A ce premier acte de justice il en faudra joindre un autre qui ne sera pas moins vivement senti ; je parle de la liquidation des bons ou reconnoissances qui ont été donné en échange des denrées fournies par les communes pour la subsistance des soldats républicains. Ces bons, d'abord, avoient été bien accueillis ; et ils méritoient de l'être ; mais leur multiplicité si peu proportionnée à la détresse générale, et les obstacles que les habitans ont éprouvés depuis à les réaliser, les ont jettés dans un discrédit qui m'a pénétré de douleur ; et tout en regrettant que des circonstances trop rigoureuses n'ayant pas permis au Ministre des finances de donner à ces reconnoissances un libre cours dans les caisses nationales, je forme les voeux les plus ardents pour que vous trouviez les moyens d'en satisfaire les porteurs, qui se sentiroient alors plus disposés à fournir aux besoins des braves frères d'armes, destinés à les protéger contre les voleurs et les assassins.

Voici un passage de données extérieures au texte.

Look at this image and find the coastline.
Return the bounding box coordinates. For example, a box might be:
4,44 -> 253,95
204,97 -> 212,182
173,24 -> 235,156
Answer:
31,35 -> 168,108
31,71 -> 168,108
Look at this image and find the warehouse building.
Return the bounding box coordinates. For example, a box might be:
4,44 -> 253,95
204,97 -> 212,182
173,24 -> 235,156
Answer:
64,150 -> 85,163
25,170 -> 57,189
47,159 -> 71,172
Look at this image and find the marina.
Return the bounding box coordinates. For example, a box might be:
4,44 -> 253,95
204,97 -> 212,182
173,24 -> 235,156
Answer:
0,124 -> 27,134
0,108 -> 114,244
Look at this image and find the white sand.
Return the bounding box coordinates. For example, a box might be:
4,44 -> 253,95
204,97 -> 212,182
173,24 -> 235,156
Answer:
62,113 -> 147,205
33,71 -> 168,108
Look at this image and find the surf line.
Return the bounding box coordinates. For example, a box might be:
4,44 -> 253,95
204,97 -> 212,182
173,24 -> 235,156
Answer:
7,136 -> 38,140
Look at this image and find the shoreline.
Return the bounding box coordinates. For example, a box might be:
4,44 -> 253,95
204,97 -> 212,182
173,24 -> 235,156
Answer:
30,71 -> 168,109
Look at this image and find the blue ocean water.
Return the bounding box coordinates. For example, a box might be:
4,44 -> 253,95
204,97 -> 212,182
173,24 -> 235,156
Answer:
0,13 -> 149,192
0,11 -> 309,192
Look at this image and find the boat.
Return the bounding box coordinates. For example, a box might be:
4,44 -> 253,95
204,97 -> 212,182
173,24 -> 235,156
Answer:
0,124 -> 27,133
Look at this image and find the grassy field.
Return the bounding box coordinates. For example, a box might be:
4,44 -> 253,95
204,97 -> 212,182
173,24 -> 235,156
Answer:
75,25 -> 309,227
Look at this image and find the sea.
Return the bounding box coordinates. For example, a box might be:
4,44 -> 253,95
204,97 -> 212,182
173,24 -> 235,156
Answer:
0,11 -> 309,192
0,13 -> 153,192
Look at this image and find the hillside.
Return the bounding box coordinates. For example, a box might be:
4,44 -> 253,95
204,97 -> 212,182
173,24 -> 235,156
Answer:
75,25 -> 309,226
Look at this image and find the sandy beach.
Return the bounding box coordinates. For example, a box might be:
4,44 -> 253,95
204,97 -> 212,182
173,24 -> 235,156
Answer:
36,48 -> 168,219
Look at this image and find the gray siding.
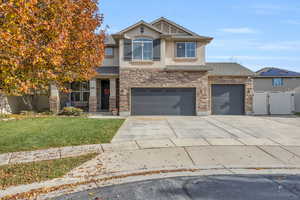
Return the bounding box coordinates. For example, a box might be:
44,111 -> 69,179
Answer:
254,78 -> 300,92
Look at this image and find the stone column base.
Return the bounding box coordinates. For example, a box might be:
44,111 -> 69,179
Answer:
119,111 -> 131,117
109,97 -> 118,115
49,96 -> 60,113
0,94 -> 12,114
89,96 -> 97,112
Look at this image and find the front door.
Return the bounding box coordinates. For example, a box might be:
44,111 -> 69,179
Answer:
131,88 -> 196,116
101,80 -> 110,110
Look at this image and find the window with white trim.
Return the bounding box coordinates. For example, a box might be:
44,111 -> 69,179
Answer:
70,81 -> 90,103
132,38 -> 153,60
105,47 -> 114,57
272,78 -> 283,87
176,42 -> 197,58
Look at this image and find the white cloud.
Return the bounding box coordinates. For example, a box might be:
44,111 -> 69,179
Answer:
210,39 -> 300,51
219,27 -> 258,34
258,41 -> 300,51
208,55 -> 300,61
281,19 -> 300,25
252,4 -> 300,15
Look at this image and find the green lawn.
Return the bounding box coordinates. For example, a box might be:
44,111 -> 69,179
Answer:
0,154 -> 96,189
0,117 -> 124,154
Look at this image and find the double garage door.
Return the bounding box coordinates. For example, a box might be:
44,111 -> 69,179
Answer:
131,85 -> 244,116
131,88 -> 196,116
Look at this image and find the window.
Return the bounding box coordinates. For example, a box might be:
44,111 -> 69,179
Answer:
273,78 -> 283,87
132,38 -> 153,60
176,42 -> 197,58
105,47 -> 114,56
70,81 -> 90,102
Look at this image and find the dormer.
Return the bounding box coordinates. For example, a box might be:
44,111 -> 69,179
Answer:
113,18 -> 212,67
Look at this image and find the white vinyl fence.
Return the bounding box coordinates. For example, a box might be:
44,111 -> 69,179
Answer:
253,92 -> 300,115
295,91 -> 300,113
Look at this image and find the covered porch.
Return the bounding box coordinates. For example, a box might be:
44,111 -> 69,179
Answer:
49,67 -> 119,115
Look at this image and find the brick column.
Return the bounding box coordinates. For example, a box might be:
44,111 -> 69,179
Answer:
89,79 -> 97,112
49,85 -> 60,113
109,78 -> 118,115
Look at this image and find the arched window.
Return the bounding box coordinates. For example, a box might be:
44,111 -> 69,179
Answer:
132,38 -> 153,60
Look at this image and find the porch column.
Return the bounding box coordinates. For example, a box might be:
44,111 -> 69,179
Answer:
109,78 -> 118,115
89,79 -> 97,112
49,84 -> 60,114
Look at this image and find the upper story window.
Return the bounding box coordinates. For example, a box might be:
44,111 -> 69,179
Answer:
105,47 -> 114,57
132,38 -> 153,60
176,42 -> 197,58
272,78 -> 283,87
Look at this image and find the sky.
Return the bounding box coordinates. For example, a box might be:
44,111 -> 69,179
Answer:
99,0 -> 300,72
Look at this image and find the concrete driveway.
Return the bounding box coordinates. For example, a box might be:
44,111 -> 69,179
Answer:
113,116 -> 300,145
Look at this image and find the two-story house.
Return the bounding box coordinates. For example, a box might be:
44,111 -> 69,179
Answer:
50,18 -> 254,116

Il m'échappe encore une réflexion sur cet article : je regarde cette dette comme l'un des plus saints engagements du peuple français ; et je ne suis parvenu à calmer les habitans qu'en leur promettant que le Gouvernement s'empresserait de l'acquitter au gré de tous, aussitôt que le sistème de ses finances serait organisé, et que baume d'une paix prochaine et générale aurait coulé sur les playes de la guerre.

Pour adoucir l'effet des réquisitions, toujours tyranniques en elles mêmes ; je n'ai pas manqué d'instruire les habitans de l'intention ou le Gouvernement était d'anéantir ce mot qui rappelle encore des jours de deuil et de calamité. Je leur ai dit qu'il voulait que dorénavant toutes les denrées fussent livrées à la troupe sous le nom de Marchés faits à l'amiable ; que les autorités constituées présidassent à ces marchés et les revêtissent de leur sanction.

Ces mesures sont d'urgence ; car le moyen de rendre un fardeau plus léger, c'est de le partager également entre tous ceux qui doivent le porter.

Ces considérations s'accordent bien avec celles de la partie de ma lettre du 5 thermidor, où je vous rappellais qu'à la campagne ainsi qu'à la ville, l'intérêt est le mobile des actions humaines.

Pour le flatter encore davantage cet intérêt individuel, et le faire concourir au but désirable ; j'ai écouté, avec une complaisance inspirée par la vôtre, toutes les demandes de soulagement et d'indemnités qui m'ont été faites par les communes affligées ; et je me suis chargé de vous les transmettre en assurant quelles recevroient de votre sollicitude paternelle, le plus favorable accueil.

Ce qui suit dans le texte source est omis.